After identifying the problems, participants in ART meetings discuss how to deal with them and recommend concrete actions. By this means, the parties responsible for directly or indirectly harming ambulance services can rectify the situation afterwards. "At these ART meetings, we have seen political parties promise to direct their cadres not to obstruct ambulances, and district health officials hand out information on ambulance services for the first time in their district," says ICRC medical assistant Shashi Kumar Lal Karna. "And, at these same meetings, providers of ambulance services have promised to improve their services, by standardizing rates, providing 24-hour service, etc."

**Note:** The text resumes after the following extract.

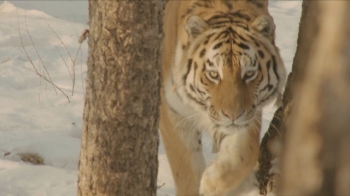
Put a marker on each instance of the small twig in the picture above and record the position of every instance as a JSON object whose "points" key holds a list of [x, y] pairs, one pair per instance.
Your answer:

Implementation of the recommendations made at ART meetings is monitored: some months after an ART meeting, a follow-up meeting is organized to reassess the situation, gather best practices or lessons learnt and share them later on with the parties concerned at ART meetings in other places.

©ICRC/Jon Björgvinson

Some facts about health care in Nepal:

  • The armed conflict in Nepal (1996-2006) ended a number of years ago, but violence continues to occur sporadically, and this has an impact on the health-care system and on the provision of health-care services. Political parties, as well as organizations affiliated to them, and others with grievances often resort to strikes to make their demands heard; on these occasions, health-care workers trying to evacuate the wounded are often attacked. Ambulances carrying patients and vehicles carrying health-care personnel are frequently reported to have been obstructed or destroyed. Providers of ambulance services have themselves often failed to respect their code of ethics; instances of ambulances being misused have also been in the news.
  • Doctors are often accused of negligence by family members, and assaulted. There is a general tendency among people to take the law into their own hands, and health-care personnel feel unsafe and under threat as a result. At times, doctors themselves go on strike and stage protests to air their grievances.
  • The Nepal Red Cross Society has 203 ambulances in 67 districts. Its ambulances have been vandalized during strikes, but not a single instance of their misuse has been reported.
  • All the ambulance drivers with the Nepalese Red Cross have received first-aid training. As ambulance drivers are now given priority for first-aid training, the number of drivers with such training at other providers of ambulance services is growing.
  • Some providers of ambulance services have started carrying first-aid equipment and paramedics in their ambulances.

Ambulance jingles to raise awareness

The Nepalese Red Cross and the ICRC have produced a number of jingles in Nepali and four other local languages, which request everyone concerned not to misuse ambulances and to allow them free passage at all times; the jingles are broadcast on local radio stations just before and during strikes. People involved in providing ambulance services have found the jingles quite useful. An ambulance driver told ICRC field officer Ajay Kumar Yadav, "When we hear them on the radio during a strike, it lifts our spirits. We say to ourselves that if the mob tries to obstruct the ambulance, we'll just tell them to remember the jingle."